次はイタリア、そして米国リスク

ギリシャ政府は4日、国民投票の撤回を正式に発表し、6日夜(日本時間7日未明)には、パパンドレウ首相と最大野党、新民主主義党(ND)のサマラス党首による会談で、暫定的な与野党連立政権樹立が合意した。これで、欧州連合(EU)などの支援を受けるために必要な議会承認は確実となり、債務危機を巡る同国の当面の危機は避けられた格好だが、市場は早くも次なるターゲットを見据えた動きを見せている。

 ユーロ圏3位の経済規模を持つイタリアだ。

 イタリアが財政再建の進捗状況をめぐって国際通貨基金(IMF)の監視下に入ったことで、イタリア国債の利回りが急上昇(価格は急落)、10年物は6.3%台後半とユーロ導入後の最高水準を付けた。

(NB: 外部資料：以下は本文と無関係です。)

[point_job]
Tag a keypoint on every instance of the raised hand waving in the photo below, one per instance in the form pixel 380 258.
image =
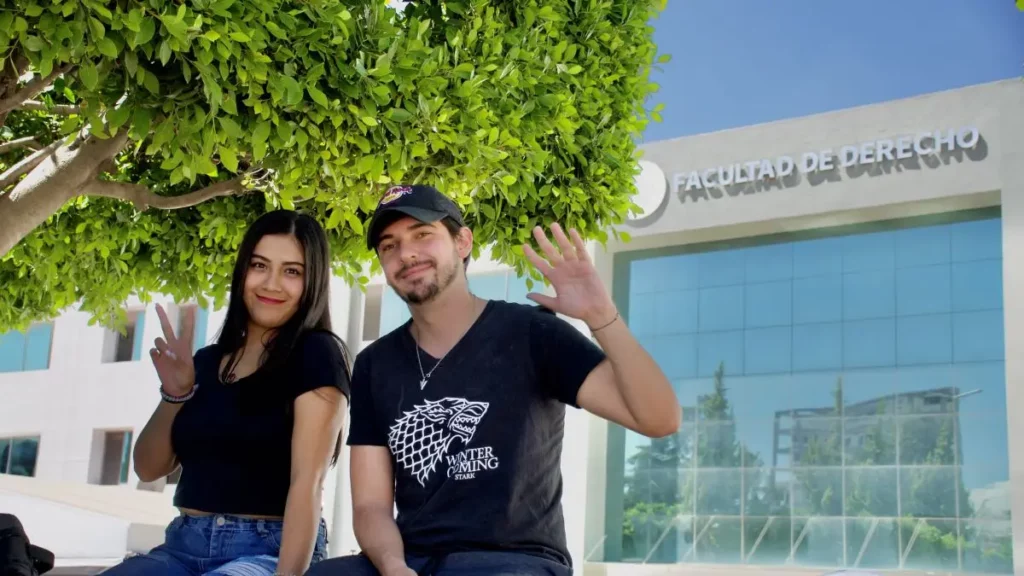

国内総生産(GDP)比120%超に達する巨額債務と、ベルルスコーニ首相の指導力不足が嫌気された格好だ。

 イタリアの債務残高は、約1兆8000億ユーロ(約192兆6000億円)とギリシャの5倍超。仮に、イタリアが債務危機に転落すれば金融システムなどに与える打撃は計り知れない。